I hide my smile behind my arm, relieved I could tease him out of his mood, rare though it may be.
He joins his voice with mine and together, we’re able to drown out some of the sounds of misery surrounding us.
Tucked in close together, we’re able to combat the chill coming off the stone walls and find sleep, even with the moaning and screams and shouts coming from other cells.
Just like we do every night.
But the next morning, after I say goodbye to Zakar for the day, news awaits me in the kitchens, everyone all but buzzing with the information.
A new cart of prisoners is due to arrive.
Chapter Two
Allegra
ONCE THE GUARDS HAVE broken their fast, we’re all brought outside to witness the new arrivals.
Tahira and I exchange a look filled with dread as the prison cart rolls through the gates.
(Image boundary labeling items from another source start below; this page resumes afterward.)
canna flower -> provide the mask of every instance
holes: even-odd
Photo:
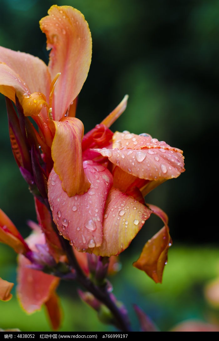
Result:
[[[109,128],[125,109],[127,96],[84,136],[75,116],[91,60],[90,33],[70,6],[54,5],[48,13],[40,21],[51,50],[48,66],[0,47],[0,92],[7,99],[15,158],[34,195],[49,253],[57,262],[65,254],[53,222],[75,252],[109,257],[127,249],[155,214],[164,227],[134,265],[161,282],[171,242],[167,218],[144,197],[184,171],[182,151],[147,134],[114,134]]]
[[[146,205],[144,197],[184,171],[182,152],[147,134],[113,134],[104,124],[108,121],[82,140],[83,167],[91,184],[87,192],[69,197],[52,170],[48,195],[53,220],[76,250],[109,257],[126,249],[151,214],[156,214],[165,226],[134,265],[161,282],[172,243],[168,219],[160,209]]]
[[[29,54],[0,47],[0,92],[16,103],[26,118],[30,116],[36,123],[39,131],[34,130],[31,145],[34,141],[37,149],[40,146],[37,156],[45,162],[44,175],[48,178],[54,162],[64,190],[71,195],[83,193],[90,186],[80,152],[84,127],[74,116],[77,97],[91,62],[92,41],[87,23],[79,11],[70,6],[54,5],[48,14],[40,22],[47,36],[47,49],[51,50],[48,66]],[[33,157],[30,161],[24,145],[26,137],[23,134],[22,138],[18,136],[15,120],[9,120],[12,145],[27,179],[31,176],[29,173],[31,175]],[[28,134],[31,125],[26,118],[24,122]],[[64,160],[68,167],[63,167]],[[77,169],[74,179],[68,170],[71,167]]]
I search the crowd for Zak with the others on the mine detail, but he’s hidden somewhere in the mass of bodies.
I hate it when they bring in new people. It’s always so heartbreaking when they’re kicked out of the back and we watch the realization hit them that they have arrived in hell.
Maybe they’ve heard rumors of how bad the prisons are, but the reality is always so much worse.
I’ve lived my entire life in this
cruel place and every single time new prisoners arrive, they’re always horrified and shocked.
I have no idea how bad things are outside these walls, but they’re clearly better than here. Even if those with magic have to hide a major part of themselves or live life on the run. It’s got to be better than this. I have to believe that or I’ll go mad. If I’m not already.
Guards pour into the yard and get into position as the cart jerks to a stop, sending the prisoners stumbling into one another even though they’re packed so tightly in there, they only have enough room to stand.
Their stench makes my nose wrinkle, their unwashed bodies and fear reaching us all the way across the yard. There’s no telling how long they’ve been cramped in there, traveling town to town to pick up Arcanes who’ve been caught by local constabularies.
From what Tahira and other prisoners here have told me, regular village law enforcement may have plenty of collars to capture Arcanes, but they don’t have the facilities for holding them long term. Or regular human criminals.
The guard who hit me with a tomato last night pulls down the ramp attached to the cart and unlocks the door, yanking prisoners through the door and shoving them into the waiting arms of the ring of guards surrounding the cart.
I reach out for Tahira’s hand, my throat tight and pulse racing. She squeezes back, her grip harsh from her own helpless rage.
There have to be at least thirty of them stuffed into the small cart.
The guards have the whips unfurled, snapping them at the backs and heels of the Arcanes stumbling from the back, squinting against the burning sunlight.
One of the prisoners breaks away from the others, snarling, his dark skin ashen.
A vampire.
He’s probably starving. They all show up here like that, almost mad in their need for blood.
The collar around his neck doesn’t strip away his thirst or the necessity of it to survive. It only strips away his arcane strength and speed, making him as weak and slow as a human.
He doesn’t even flinch when the whip slashes through his shirt to his back as he tries to take a bite out of one of the guard’s throats.
Before he makes contact, two Arcanes from the prison cart grab him and haul him back.